This example discloses a soy polypeptide composition, which is prepared by the steps of:
(1) pretreatment of soybean meal
Crushing the bean pulp, sieving the crushed bean pulp with a sieve of 80 meshes, adding 900 parts by weight of water into 100 parts by weight of the bean pulp, filling the mixture into a fermentation tank, uniformly mixing, adjusting the pH to 7.0-8.5 by using calcium oxide, keeping the pH for 1 hour after the pH is stabilized, heating to 121 ℃, keeping for 15 minutes, gradually cooling to 45-55 ℃, completing pretreatment of the bean pulp, and obtaining the sterilized bean pulp.
(2) Protease treatment
Taking 40 parts by weight of alkaline protease and 60 parts by weight of neutral protease to form composite protease, wherein the enzyme activity of the alkaline protease is 200000U/g, and the enzyme activity of the neutral protease is 100000U/g. Adding 3 parts by weight of the compound protease (namely the compound protease accounts for 3% of the weight of the required enzymolysis soybean meal) into the sterilized soybean meal, maintaining the pH value at 7.0-8.2, keeping the rotating speed at 50-90 r/min, carrying out enzymolysis for 4 hours to obtain a soybean meal zymolyte, and maintaining the pH value required by enzymolysis by using 0.5mol/L NaOH in the enzymolysis process.
(3) Activation of Bacillus subtilis microbial inoculum
The bacillus subtilis is purchased from the common microorganism center of China Committee for culture Collection of microorganisms, and has the preservation number as follows: CGMCC No. 15646. Inoculating Bacillus subtilis to LB culture medium, and culturing at 28-37 deg.C for 8-10 hr.Wherein, the formula of the LB culture medium is as follows: 10g/L of peptone, 5g/L of yeast extract and 10g/L of NaCl. Performing shake culture at 32-37 deg.C for 24 hr at 200 rpm to obtain Bacillus subtilis liquid with effective viable count (cfu) of 2.0 × 10 or more 9 one/mL.
(4) Microbial fermentation
And (2) cooling the bean pulp zymolyte to 30-37 ℃, adjusting the pH value to 7.0-7.2, adding 3 vol% of bacillus subtilis liquid, and fermenting under the stirring condition at the rotating speed of 180 revolutions per minute for 48 hours to complete the fermentation of the bean pulp zymolyte and prepare the soybean polypeptide composition.
Comparative example
As a control, the present application treats the pre-treated soybean meal by an enzymatic hydrolysis method and a fermentation method, respectively, and the pre-treated soybean meal is prepared by the steps of the pretreatment of the soybean meal as in example 1, and the specific operations are as follows:
an enzymolysis method comprises the following steps: 6 wt% (based on the weight of the soybean meal) of the composite protease was added, which was in accordance with example 1, and then enzymatic hydrolysis was performed for 4 hours in a manner in accordance with the protease treatment procedure in example 1.

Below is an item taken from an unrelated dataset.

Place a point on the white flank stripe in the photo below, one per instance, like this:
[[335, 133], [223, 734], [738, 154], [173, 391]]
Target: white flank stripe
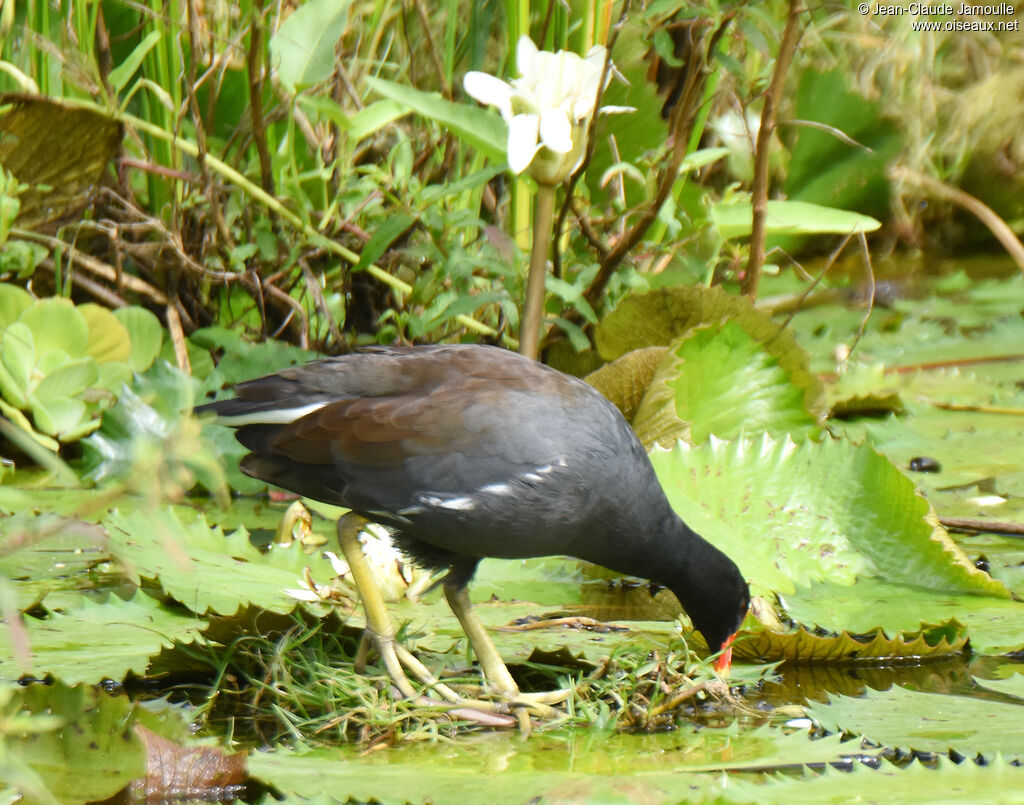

A fermentation method: 10 vol% of a Bacillus subtilis solution (based on the volume of the sterilized soybean meal) was added, which was the same as in example 1, and then fermented for 52 hours by a method similar to the microbial fermentation step in example 1.
Detection assay
The soy polypeptide composition prepared in example 1, the products prepared by the enzymatic hydrolysis and fermentation processes in the comparative example were taken, the degree of hydrolysis of the three samples was comparatively analyzed, and the stability of the composition was observed.

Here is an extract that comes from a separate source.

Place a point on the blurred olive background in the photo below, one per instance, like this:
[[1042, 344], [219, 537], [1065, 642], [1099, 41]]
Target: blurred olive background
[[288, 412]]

1. Degree of hydrolysis detection
The soybean polypeptide composition prepared in example 1 and the products prepared by the enzymatic hydrolysis method and the fermentation method in the comparative example were examined for the protein hydrolysis rate, the free amino acid content, and the mass fraction of soybean polypeptide, respectively.

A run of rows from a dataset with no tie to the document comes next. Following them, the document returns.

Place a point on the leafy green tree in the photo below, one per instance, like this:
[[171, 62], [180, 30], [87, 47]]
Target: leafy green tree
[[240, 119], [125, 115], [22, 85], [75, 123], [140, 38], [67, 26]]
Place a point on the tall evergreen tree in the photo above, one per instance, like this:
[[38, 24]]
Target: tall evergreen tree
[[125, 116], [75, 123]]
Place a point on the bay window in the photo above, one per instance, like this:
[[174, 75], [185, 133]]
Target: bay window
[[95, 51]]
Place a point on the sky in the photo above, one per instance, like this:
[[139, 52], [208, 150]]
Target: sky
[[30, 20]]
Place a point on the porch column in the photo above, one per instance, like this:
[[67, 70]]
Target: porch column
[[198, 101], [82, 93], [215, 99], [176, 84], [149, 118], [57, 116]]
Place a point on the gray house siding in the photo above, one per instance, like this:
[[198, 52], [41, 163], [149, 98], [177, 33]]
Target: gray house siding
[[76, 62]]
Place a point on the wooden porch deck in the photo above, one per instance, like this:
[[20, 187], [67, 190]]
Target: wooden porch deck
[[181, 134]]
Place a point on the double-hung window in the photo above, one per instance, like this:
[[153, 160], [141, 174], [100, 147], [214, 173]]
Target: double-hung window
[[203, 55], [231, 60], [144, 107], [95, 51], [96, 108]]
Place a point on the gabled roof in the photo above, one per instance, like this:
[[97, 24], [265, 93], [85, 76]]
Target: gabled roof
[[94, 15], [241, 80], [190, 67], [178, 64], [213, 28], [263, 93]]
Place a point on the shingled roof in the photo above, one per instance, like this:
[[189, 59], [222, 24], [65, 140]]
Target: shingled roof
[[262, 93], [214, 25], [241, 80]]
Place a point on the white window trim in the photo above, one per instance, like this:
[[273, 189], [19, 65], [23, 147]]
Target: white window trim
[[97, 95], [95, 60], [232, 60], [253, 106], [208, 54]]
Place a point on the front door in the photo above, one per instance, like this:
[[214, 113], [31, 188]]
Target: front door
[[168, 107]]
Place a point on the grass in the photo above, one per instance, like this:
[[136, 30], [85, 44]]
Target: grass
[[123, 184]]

The calculation mode for measuring the proteolysis rate is as follows: (DH)% (A) hydrolysis rate of protein h -A 0 )/(A General assembly -A 0 )×100%, wherein, A h Total free-NH in hydrolysate 2 Number, A 0 As free-NH inherent in the starting protein 2 Number, A General assembly Total free-NH obtained by strong acid hydrolysis of raw material protein 2 And (4) counting. Amino nitrogen determination the ammonia nitrogen content was determined by formaldehyde titration according to GB 5009.235-2016.
The content of free amino acids was determined according to GB/T22492-.
The measurement and calculation mode of the mass fraction of the soybean polypeptide is as follows: the method for determining the acid-soluble protein content and the free amino acid content in the solution to be determined is GB/T22492-2008.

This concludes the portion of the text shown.